Ils sont sensibles à l'attention qu'on leur porte, nous le voyons bien. Ils ont
besoin du syndicat comme le syndicat a besoin d'eux », insiste Nicole Notat.
Méthodologie
Initiée en 2001 par trois fédérations CFDT (communication et culture, fédération des services, fédération des postes et télécoms), l'enquête s'est poursuivie durant plusieurs mois pour être finalement menée auprès de 3 500 salariés dans 30 types de centres d'appels. Entreprises approchées : Cegetel, Noos, Canal +, NC Numéricâble, TPS, Générale des Eaux, 3 Suisses, La Redoute, Sage, Informatique CDC, Timing, Atos, Multilignes Conseil, Convergys, Transcom, Allô Télécom, Intra Call Center, Coriolis, Kertel, France Télécom, La Poste. L'échantillon est issu à 24 % de plates-formes développées au sein du groupe France Télécom, à 21 % de plateaux en outsourcing et à 55 % de call centers internalisés. « Il convient de souligner que, dans une majorité de situations, les enquêteurs n'ont pas rencontré de difficultés de la part des directions d'entreprises lors de la remise des questionnaires », concèdent les rapporteurs de la CFDT.

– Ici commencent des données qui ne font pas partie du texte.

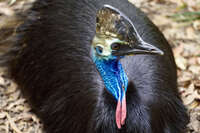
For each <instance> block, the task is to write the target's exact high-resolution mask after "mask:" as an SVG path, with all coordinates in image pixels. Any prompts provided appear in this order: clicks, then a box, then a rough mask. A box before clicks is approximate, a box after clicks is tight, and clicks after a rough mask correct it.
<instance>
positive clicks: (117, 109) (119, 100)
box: [115, 95, 127, 129]
mask: <svg viewBox="0 0 200 133" xmlns="http://www.w3.org/2000/svg"><path fill="white" fill-rule="evenodd" d="M126 112H127V111H126V96H125V95H124V97H123V99H122V102H121V101H120V99H119V100H118V103H117V108H116V116H115V117H116V124H117V127H118V129H121V126H122V125H124V124H125V120H126Z"/></svg>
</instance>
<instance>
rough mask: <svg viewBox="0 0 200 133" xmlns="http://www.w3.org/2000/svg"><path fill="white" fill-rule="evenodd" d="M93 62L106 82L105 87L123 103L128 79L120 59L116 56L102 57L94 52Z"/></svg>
mask: <svg viewBox="0 0 200 133" xmlns="http://www.w3.org/2000/svg"><path fill="white" fill-rule="evenodd" d="M93 61H94V63H95V64H96V67H97V69H98V71H99V73H100V75H101V77H102V79H103V81H104V85H105V87H106V89H107V90H108V92H110V93H111V94H112V95H113V96H114V97H115V99H116V100H117V101H118V100H119V99H120V101H122V99H123V96H124V95H125V93H126V91H127V86H128V77H127V75H126V73H125V72H124V69H123V67H122V64H121V63H120V60H119V58H117V57H116V56H109V57H104V58H103V57H101V56H98V55H96V54H95V52H94V50H93Z"/></svg>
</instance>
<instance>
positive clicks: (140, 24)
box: [1, 0, 189, 133]
mask: <svg viewBox="0 0 200 133" xmlns="http://www.w3.org/2000/svg"><path fill="white" fill-rule="evenodd" d="M1 60H2V61H1V62H3V63H4V64H5V63H7V64H8V68H9V73H10V75H11V77H12V78H13V79H14V80H15V81H16V83H17V84H18V85H19V88H20V89H21V90H22V93H23V95H24V96H25V97H26V98H27V100H28V101H29V103H30V105H31V106H32V108H33V111H34V112H35V113H36V114H37V115H38V116H39V117H40V119H41V120H42V122H43V123H44V128H45V130H46V132H47V133H182V132H184V129H185V127H186V125H187V123H188V121H189V120H188V116H187V113H186V109H185V107H184V106H183V104H182V101H181V99H180V97H179V95H178V92H177V74H176V65H175V61H174V57H173V54H172V51H171V48H170V46H169V44H168V42H167V41H166V39H165V38H164V36H163V35H162V33H161V32H160V31H159V30H158V28H157V27H156V26H155V25H154V24H152V22H151V21H150V20H149V19H148V18H147V17H146V16H145V15H144V13H143V12H141V11H140V10H139V9H137V8H136V7H135V6H133V5H132V4H130V3H129V2H128V1H126V0H38V1H36V2H35V3H34V6H33V7H32V9H31V10H30V11H29V12H28V14H27V17H26V20H25V22H24V23H23V24H22V25H21V26H20V27H19V28H18V30H17V42H16V43H15V44H14V45H13V47H12V48H11V49H10V51H9V52H8V53H6V54H5V55H2V56H1Z"/></svg>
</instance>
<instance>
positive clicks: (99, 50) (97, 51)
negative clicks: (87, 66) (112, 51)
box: [95, 46, 103, 54]
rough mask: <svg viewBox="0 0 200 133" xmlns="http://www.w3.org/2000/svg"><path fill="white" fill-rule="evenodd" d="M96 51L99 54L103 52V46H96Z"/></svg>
mask: <svg viewBox="0 0 200 133" xmlns="http://www.w3.org/2000/svg"><path fill="white" fill-rule="evenodd" d="M95 49H96V52H97V54H102V53H103V48H102V47H101V46H96V48H95Z"/></svg>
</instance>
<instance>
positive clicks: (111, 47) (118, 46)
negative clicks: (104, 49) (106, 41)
mask: <svg viewBox="0 0 200 133" xmlns="http://www.w3.org/2000/svg"><path fill="white" fill-rule="evenodd" d="M120 45H121V44H120V43H113V44H111V49H112V50H118V49H119V48H120Z"/></svg>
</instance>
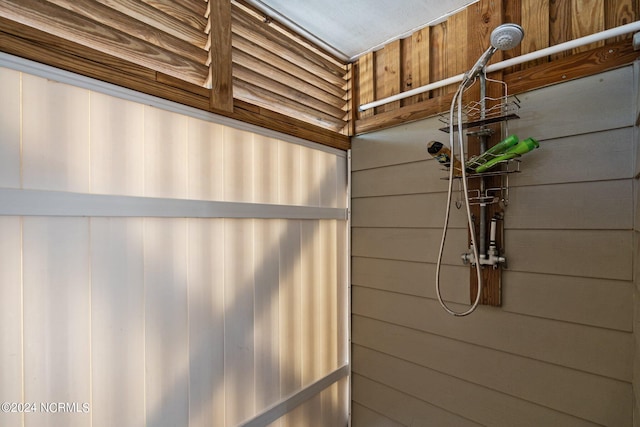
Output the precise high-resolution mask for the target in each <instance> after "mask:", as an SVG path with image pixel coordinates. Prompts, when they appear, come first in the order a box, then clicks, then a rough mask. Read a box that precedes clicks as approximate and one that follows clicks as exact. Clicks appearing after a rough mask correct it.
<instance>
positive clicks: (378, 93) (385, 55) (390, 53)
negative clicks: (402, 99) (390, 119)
mask: <svg viewBox="0 0 640 427" xmlns="http://www.w3.org/2000/svg"><path fill="white" fill-rule="evenodd" d="M400 54H401V50H400V40H396V41H394V42H392V43H389V44H388V45H386V46H385V47H384V48H383V49H382V50H381V51H378V52H376V53H375V55H376V61H375V64H376V74H375V75H376V94H377V96H379V97H380V98H386V97H388V96H391V95H396V94H398V93H400V83H401V75H400ZM399 106H400V101H395V102H391V103H389V104H386V105H384V106H382V107H377V108H376V111H387V110H393V109H396V108H398V107H399Z"/></svg>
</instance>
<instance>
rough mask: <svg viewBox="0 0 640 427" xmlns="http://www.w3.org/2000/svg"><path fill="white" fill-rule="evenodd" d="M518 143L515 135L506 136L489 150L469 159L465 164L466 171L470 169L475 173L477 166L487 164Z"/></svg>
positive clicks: (480, 165) (477, 166) (515, 135)
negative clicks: (487, 162)
mask: <svg viewBox="0 0 640 427" xmlns="http://www.w3.org/2000/svg"><path fill="white" fill-rule="evenodd" d="M518 142H519V139H518V137H517V136H516V135H510V136H508V137H507V138H506V139H504V140H502V141H501V142H499V143H497V144H496V145H494V146H493V147H491V148H489V149H488V150H487V151H485V152H484V153H482V154H481V155H479V156H476V157H473V158H471V159H469V161H468V162H467V164H466V167H467V170H469V169H471V170H472V171H475V170H476V169H477V168H478V167H479V166H481V165H483V164H485V163H487V162H488V161H489V160H492V159H494V158H495V157H496V156H499V155H500V154H503V153H504V152H506V151H507V150H509V149H510V148H511V147H513V146H514V145H516V144H517V143H518Z"/></svg>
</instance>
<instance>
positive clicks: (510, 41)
mask: <svg viewBox="0 0 640 427" xmlns="http://www.w3.org/2000/svg"><path fill="white" fill-rule="evenodd" d="M523 37H524V30H523V29H522V27H521V26H520V25H517V24H502V25H500V26H499V27H496V28H495V29H494V30H493V31H492V32H491V46H493V47H495V48H496V49H500V50H509V49H513V48H514V47H516V46H518V45H519V44H520V42H521V41H522V38H523Z"/></svg>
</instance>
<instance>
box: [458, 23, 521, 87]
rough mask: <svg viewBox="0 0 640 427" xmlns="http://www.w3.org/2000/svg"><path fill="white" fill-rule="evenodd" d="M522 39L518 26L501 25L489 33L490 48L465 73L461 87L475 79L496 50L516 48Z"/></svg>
mask: <svg viewBox="0 0 640 427" xmlns="http://www.w3.org/2000/svg"><path fill="white" fill-rule="evenodd" d="M523 37H524V30H523V29H522V27H521V26H520V25H518V24H502V25H500V26H499V27H496V28H495V29H494V30H493V31H492V32H491V46H490V47H489V49H487V50H486V51H485V52H484V53H483V54H482V56H481V57H480V58H479V59H478V61H477V62H476V63H475V64H474V65H473V67H471V69H470V70H469V71H467V72H466V73H465V75H464V79H463V80H462V85H463V86H467V85H468V84H469V83H471V82H472V81H473V79H475V78H476V76H477V75H478V74H480V72H482V69H483V68H484V67H485V66H486V65H487V64H488V63H489V60H490V59H491V56H492V55H493V54H494V53H495V52H496V51H497V50H509V49H513V48H514V47H516V46H518V44H520V42H521V41H522V38H523Z"/></svg>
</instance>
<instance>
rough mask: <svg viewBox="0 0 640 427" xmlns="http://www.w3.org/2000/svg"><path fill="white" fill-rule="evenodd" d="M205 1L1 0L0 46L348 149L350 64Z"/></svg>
mask: <svg viewBox="0 0 640 427" xmlns="http://www.w3.org/2000/svg"><path fill="white" fill-rule="evenodd" d="M223 3H225V4H223ZM215 6H218V7H211V5H210V4H208V2H206V1H198V0H187V1H163V2H157V1H142V2H134V1H130V0H126V1H118V2H105V1H98V0H96V1H86V2H73V1H69V0H46V1H45V0H42V1H40V0H26V1H24V2H23V1H15V0H8V1H6V2H1V3H0V51H2V52H6V53H10V54H12V55H17V56H20V57H23V58H27V59H31V60H34V61H37V62H42V63H45V64H47V65H52V66H55V67H59V68H62V69H64V70H67V71H72V72H76V73H80V74H83V75H86V76H89V77H93V78H98V79H101V80H105V81H108V82H110V83H114V84H117V85H120V86H123V87H126V88H130V89H134V90H139V91H141V92H144V93H149V94H153V95H156V96H160V97H163V98H166V99H169V100H171V101H176V102H180V103H182V104H186V105H189V106H192V107H195V108H199V109H202V110H205V111H212V112H215V113H218V114H222V115H225V116H229V117H232V118H234V119H238V120H242V121H245V122H248V123H252V124H256V125H259V126H262V127H265V128H268V129H273V130H276V131H280V132H285V133H288V134H290V135H295V136H298V137H301V138H304V139H308V140H311V141H314V142H319V143H322V144H326V145H329V146H332V147H337V148H342V149H346V148H348V147H349V135H350V134H351V133H352V132H353V130H352V126H351V124H352V122H353V121H352V120H351V111H350V106H351V95H350V85H349V79H350V65H348V64H346V63H344V61H340V60H337V59H335V58H333V57H331V56H330V55H328V54H326V53H324V52H322V51H321V50H320V49H319V48H317V47H315V46H313V45H312V44H310V43H309V42H307V41H305V40H304V39H303V38H302V37H300V36H297V35H295V34H293V33H292V32H291V31H290V30H287V29H286V28H285V27H283V26H282V25H280V24H278V23H277V22H274V21H271V20H270V19H268V18H267V17H265V16H264V15H263V14H261V13H258V12H257V11H255V10H253V9H251V8H250V7H249V6H247V5H246V4H245V3H244V2H242V1H241V0H238V1H235V0H234V1H231V0H226V1H224V2H216V4H215ZM212 25H213V26H214V27H215V28H213V29H212V28H211V26H212ZM209 88H211V89H209Z"/></svg>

Sur-diplômés, sous-estimés, mal payés
« Nous assistons à un phénomène qui existe dans d'autres secteurs, comme la distribution ou l'hôtellerie : une surqualification des personnes sur des emplois dont la professionnalisation n'est pas reconnue », avance Nicole Notat, secrétaire générale de la CFDT. Qui sont les bac + 2 et plus travaillant sur les centres d'appels ? Ils sont surreprésentés chez les plus jeunes des salariés de centres d'appels : 86 % ont moins de 35 ans (contre 62 % tous niveaux de diplôme confondus), 50 % ont entre 25 et 29 ans (contre 29,5 %). Ils travaillent plutôt dans les entreprises privées approchées par les enquêteurs. Seulement 8 % d'entre eux travaillent chez France Télécom (contre 24 % pour l'ensemble de l'échantillon). Ils sont plus souvent chargés de clientèle : 35,6 % contre 20,5 % de l'ensemble de la population sondée. Et - c'est sans doute l'enseignement le plus intéressant - 53,7 % évoluent dans une fourchette salariale allant de 914 à 1 219 E mensuels (6 000 à 8 000 francs). Ce qui témoigne de la faible prise en compte du niveau de recrutement dans les politiques salariales. Mais ils ne sont pas seulement mal payés. Leurs compétences sont, selon eux, sous-exploitées. 45,2 % d'entre eux affirment qu'elles ne sont utilisées qu'en partie et 32,8 % qu'elles le sont trop peu. Ils soulignent à 32 % (contre 24 % pour l'ensemble de l'échantillon) que c'est l'absence de perspectives professionnelles qu'ils vivent le plus mal. Et seulement 16,7 % d'entre eux envisagent d'exercer leur travail sur le terme (26 % pour la totalité des personnes interrogées).